There's nothing like that light bulb moment when you know you have stumbled on a new invention. There is so much to do it's hard to figure out where to start: get a patent, consider a licensee, launch the product and start over with a new invention. But, while the initial moment of discovering a new product fades fast, that product's potential can fade quickly as well due to unexpected delays. Some experts believe one of the greatest risks to a new product is delay. Many new ideas carry a short window of opportunity; once that's gone so are the potential earnings.

How can you avoid this type of risk? By focusing on the factors that often impede progress during the process of developing a new product. One of the most common such factors is not having enough help.
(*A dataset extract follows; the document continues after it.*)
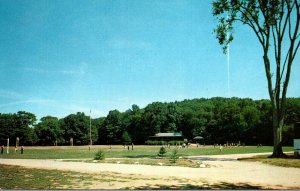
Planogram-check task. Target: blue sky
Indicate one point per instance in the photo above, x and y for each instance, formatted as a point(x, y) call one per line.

You may not want to hire anyone to help launch your new invention, but trying to do it all yourself is one way to miss the all-too-critical window of opportunity. Another risk factor that causes delay is not having a clear vision of deliverables. There are many ways you can create a plan for action but you should have one that details a time table for tasks that must be done, when they should be done, and who will do them. If you hire personnel to launch a new product, you must make sure that communication is clear between everyone involved.

Also, concentrate on avoiding 'bottlenecks,' that is places in the flow of production where one area holds up the tasks of the next. In today's quickly changing world of commerce, you can't afford to miss the window for selling your invention because of these and other risk factors that could have been avoided.